Receitinha para o molho da lasanha que eu nunca fiz:

(mas, creiam, ficará bom, a garantia é meu macarrão que é mais fácil de preparar que uma lasanha. Meus convidados comem de joelhos.)

- Cozinhe a carne moída ou o frango do jeito que você costuma sempre fazer, só que com 1/4 da quantidade de sal que você costuma usar.

(experimente colocar menos que isso, um quase nada de sal, e no final, só por descargo de consciência, só mais uma pitadinha de leve.

- Para compensar a "falta" do sal, dê o seu toque com alguma erva ou tempero que você goste.

Pimenta preta moída em grão moída na hora tá valendo.
Um galhinho de alecrim que deve ser tirado depois.
Pra quem gosta do gostão, pimentão.
E por aí vai.
(Sazon não vale!)

- Como um mantra, repita mentalmente ou em voz alta enquanto prova:

"Para comer com um arroz ou spaghetti,
isso tá totalmente sem gosto, tá uma bosta,
mas para uma lasanha tá perfeito"


Depois, monte a sua lasanha de sempre com a tonelada de queijo de sempre.



E tem mais:


- se for carne bovina moída, creia:
não precisa de nenhuma gordura adicional,
 ela é megagorda -
experimente vê-la na panela
soltando a própria banha...

- Dê preferência a um molho real

 feito com coisas reais, tipo tomate, cebola, alho...

 molhos prontos normalmente
 também são bem salgados - se for usá-lo,
 lembre-se de pensar no resultado final
e diminuir mais ainda a pitada do sal.


 - ervas frescas
para lasanha, eu recomendo manjericão fresco...umas folhinhas por cima
da lasanha...huuuuuum.... sabe aquele toque italiano?

Um dia eu comi uma lasanha num restaurante - megassalgada, óbvio
mas, as folhinhas de manjericão... quanta diferença...
imaginem com uma colher de sal a menos.


Seria a lasanha dos meus sonhos.



quinta-feira, 5 de novembro de 2009

veneno da lata



Nunca fui uma fã enlouquecida de doces. Bom para os meus quadris. Mas, como todo ser humano, me dou o luxo de sentir prazer absoluto ao comer um bom chocolate.
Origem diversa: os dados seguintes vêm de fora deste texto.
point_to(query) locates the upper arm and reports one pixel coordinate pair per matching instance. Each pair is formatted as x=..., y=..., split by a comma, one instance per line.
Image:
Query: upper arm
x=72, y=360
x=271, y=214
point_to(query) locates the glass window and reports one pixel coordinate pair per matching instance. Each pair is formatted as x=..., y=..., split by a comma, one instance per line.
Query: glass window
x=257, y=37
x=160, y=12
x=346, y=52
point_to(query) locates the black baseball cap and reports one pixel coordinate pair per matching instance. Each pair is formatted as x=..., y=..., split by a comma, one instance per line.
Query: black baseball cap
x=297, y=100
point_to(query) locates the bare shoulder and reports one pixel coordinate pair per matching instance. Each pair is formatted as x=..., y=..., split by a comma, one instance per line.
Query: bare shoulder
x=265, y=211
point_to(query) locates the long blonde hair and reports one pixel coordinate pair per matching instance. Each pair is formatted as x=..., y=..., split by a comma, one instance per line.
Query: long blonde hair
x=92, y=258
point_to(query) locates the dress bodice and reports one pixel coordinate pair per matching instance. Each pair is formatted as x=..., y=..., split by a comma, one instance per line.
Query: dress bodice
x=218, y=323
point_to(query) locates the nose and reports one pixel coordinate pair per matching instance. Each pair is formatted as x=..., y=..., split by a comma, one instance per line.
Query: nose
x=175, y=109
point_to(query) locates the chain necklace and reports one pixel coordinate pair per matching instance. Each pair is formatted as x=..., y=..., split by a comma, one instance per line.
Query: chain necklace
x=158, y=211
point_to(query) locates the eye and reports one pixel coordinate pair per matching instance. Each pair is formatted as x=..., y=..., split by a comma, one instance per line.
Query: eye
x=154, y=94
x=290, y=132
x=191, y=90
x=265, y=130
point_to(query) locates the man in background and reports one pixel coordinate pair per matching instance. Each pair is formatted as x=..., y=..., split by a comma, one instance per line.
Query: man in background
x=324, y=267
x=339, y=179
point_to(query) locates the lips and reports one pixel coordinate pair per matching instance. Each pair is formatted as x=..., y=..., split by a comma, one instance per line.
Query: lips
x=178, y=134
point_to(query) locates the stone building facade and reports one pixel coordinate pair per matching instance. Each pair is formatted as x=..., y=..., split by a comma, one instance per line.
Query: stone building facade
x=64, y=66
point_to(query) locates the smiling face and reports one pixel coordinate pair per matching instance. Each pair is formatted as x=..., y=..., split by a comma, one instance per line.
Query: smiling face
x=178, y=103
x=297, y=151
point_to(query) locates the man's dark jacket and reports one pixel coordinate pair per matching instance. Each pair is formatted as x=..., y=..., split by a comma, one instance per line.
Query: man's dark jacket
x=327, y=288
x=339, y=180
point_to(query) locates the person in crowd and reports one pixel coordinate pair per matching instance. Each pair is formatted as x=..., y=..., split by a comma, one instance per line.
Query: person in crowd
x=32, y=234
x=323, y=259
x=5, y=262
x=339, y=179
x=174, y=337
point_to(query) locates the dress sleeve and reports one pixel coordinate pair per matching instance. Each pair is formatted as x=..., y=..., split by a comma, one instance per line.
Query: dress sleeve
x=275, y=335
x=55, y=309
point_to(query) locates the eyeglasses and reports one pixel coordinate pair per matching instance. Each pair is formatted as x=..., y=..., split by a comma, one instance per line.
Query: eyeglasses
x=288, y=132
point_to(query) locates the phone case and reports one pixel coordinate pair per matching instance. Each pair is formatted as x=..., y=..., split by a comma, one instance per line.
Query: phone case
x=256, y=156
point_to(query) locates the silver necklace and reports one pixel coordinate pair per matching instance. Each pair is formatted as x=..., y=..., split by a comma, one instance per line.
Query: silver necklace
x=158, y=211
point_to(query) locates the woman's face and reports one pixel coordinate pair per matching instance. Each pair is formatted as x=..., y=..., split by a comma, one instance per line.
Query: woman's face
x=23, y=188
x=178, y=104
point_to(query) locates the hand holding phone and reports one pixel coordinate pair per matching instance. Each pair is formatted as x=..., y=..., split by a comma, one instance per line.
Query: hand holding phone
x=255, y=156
Uma caixa de bombons ou barra de chocolate duram bastante tempo pra mim. Deixo um quadradinho derretendo na língua e, depois, simplesmente os esqueço por um tempo. Quando bate a vontade dum docinho e lembro que havia uma barra na geladeira, não há mais. Alguém com gosto mais típico já fez o óbvio de fazer da minha sobremesa a sua refeição. Em milésimos de segundo.

Sou a única pessoa que conheço pessoalmente que não gosta (mais) de leite condensado. Puro, simplesmente me causa engulhos. Certamente porque na infância eu emborquei uma latinha sozinha, e,desde então, só consigo consumir se estiver presente em alguma boa receita que disfarce o gosto enjoativo da iguaria.

O resultado da equação perfeita entre leite condensado + chocolate = uma das minhas fraquezas. O negrinho – brigadeiro para a maioria dos brasileiros – tem um lugar diferenciado no meu paladar pouco chegado aos extremos do açúcar.


sem nescau
sem manteiga
sem granulado
sem forminhas de papel

com leite condensado
com chocolate amargo
com colher de pau

no fogo
até ver
o fundo da panela
                   e nela
fazer a festa


Para demorar-se ( a dois ) em pacíficas colheradas.